Somewhere, with this nonchanging of your clothes, you will become unaware of clothes. When you use the same robe and the same color, you will soon become unaware of clothing. Moving on the streets you will become unaware of the clothing shops; your consciousness of these things will just drop, because it is the mind that notices them. And if your mind is again looking at clothes and at the shops, be aware of it. What is your mind asking for?


We feel this constant changing of clothes to be something beautiful, but in a nonchanging robe you can attain a graceful beauty that can never be attained with a changing robe. With a changing robe

you are hiding ugliness, nothing else, but with a nonchanging robe everything about you as you are is revealed.

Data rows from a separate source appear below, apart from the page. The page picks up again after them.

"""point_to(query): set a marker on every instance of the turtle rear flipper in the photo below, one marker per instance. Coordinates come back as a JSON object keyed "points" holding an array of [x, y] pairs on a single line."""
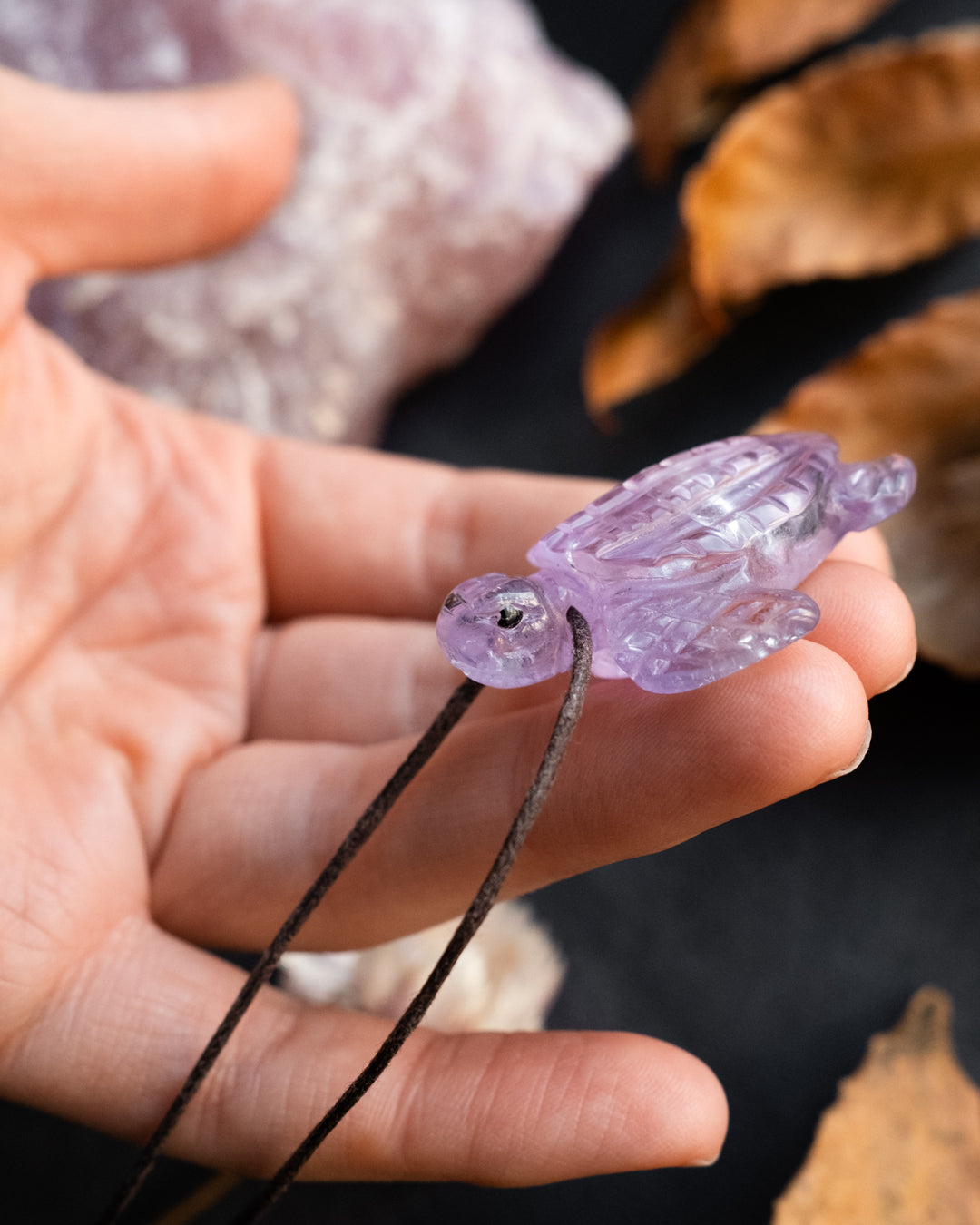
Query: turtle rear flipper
{"points": [[871, 492], [679, 651]]}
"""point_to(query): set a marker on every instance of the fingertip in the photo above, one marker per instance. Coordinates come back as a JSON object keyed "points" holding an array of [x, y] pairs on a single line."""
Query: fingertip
{"points": [[565, 1105], [868, 548], [136, 179], [867, 620]]}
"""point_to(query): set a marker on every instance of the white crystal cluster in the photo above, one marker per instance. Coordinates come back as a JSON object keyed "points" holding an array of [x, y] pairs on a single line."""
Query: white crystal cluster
{"points": [[505, 979], [447, 150]]}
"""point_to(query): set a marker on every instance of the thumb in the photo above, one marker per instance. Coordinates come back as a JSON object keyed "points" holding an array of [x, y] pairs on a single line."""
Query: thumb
{"points": [[112, 181]]}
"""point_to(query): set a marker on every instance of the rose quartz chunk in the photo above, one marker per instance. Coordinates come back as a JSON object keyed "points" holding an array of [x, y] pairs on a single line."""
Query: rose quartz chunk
{"points": [[447, 151]]}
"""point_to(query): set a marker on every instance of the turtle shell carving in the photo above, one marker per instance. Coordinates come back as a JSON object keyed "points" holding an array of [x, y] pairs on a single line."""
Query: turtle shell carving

When you change your clothes, others become aware of your clothes. That is why everyone always asks about your new clothes. But when you are constantly in one robe, no one asks about your clothes; the asking drops. Then one looks at you, not at your clothes.


This is a fact that every woman knows. If she wears ornaments and nice clothes, you become aware of the ornaments and clothes and forget the woman. This is hiding. Clothes are not expressers, but hiders. And the more precious the ornament the more deeply you can hide, because others become more attentive to the ornament.


With a diamond on my finger, my finger is hidden. The diamond has so much appeal and the luster of it somehow becomes associated with my finger, but it is not part of the finger at all. A bare or naked finger is exposed as it is. If it is beautiful, then it is beautiful; if it is ugly, then it is ugly.


A person who is not hiding his ugliness has a beauty of his own. A person who is not hiding anything has a certain grace, and this grace comes only when you are totally naked. When you are at ease a certain grace comes, and even an ugly face becomes beautiful. But with hiding, even a beautiful face becomes ugly.


To me, beauty is to be as you really are: to be as you are and totally relaxed in it. If you are ugly, you are ugly and at ease with it; then a subtle beauty begins to come to your face. With relaxation and ease, a subtle flow begins to manifest. It is not coming from the diamond; now it is coming from your inner self.


One who is not at ease with himself cannot be at ease with anyone else. And one who does not love himself, who is hiding himself, cannot be loved by anyone else. He is deceiving others, and others are deceiving him. Then we never really meet; only faces are meeting – far-off faces. I have come with a made-up face, and you have also come with a made-up face. I am hiding myself and you are hiding yourself. Two faces are meeting in this room, but nowhere is there an encounter, nowhere is there an authentic meeting and communion between these faces.


But why do you change your faces? You change them because if you do not, you will not pay enough attention to the face that you are showing and the real may be exposed. That is why a beloved is someone altogether different when she becomes your wife. She is not the same now because she cannot put on a new face. She is so much with you that the real is bound to show up. In the morning she will be just as she is – and now she is ugly. On the beach you were just fascinated, but in the morning, in bed, after the whole night, she will be just as she is. And once you have known your wife in the morning when she is just getting out of bed, you have known her ugly face. But her face is not ugly because she is ugly; it is ugly because now nothing is hidden. You see everything, she sees everything.


So when I say that a sannyasin should remain in one robe, this means to be free from the changing clothes and the changing identities; to remain as you are and to be expressive as you are – to just accept yourself. The moment you accept yourself, others will begin to accept you – but that is irrelevant. Whether they accept you or not, it is irrelevant. If you think about people accepting you, then you will create another false face. There is nothing to think about: it just happens.

So I change the name, I change the clothes, just to help a person who is living on the periphery.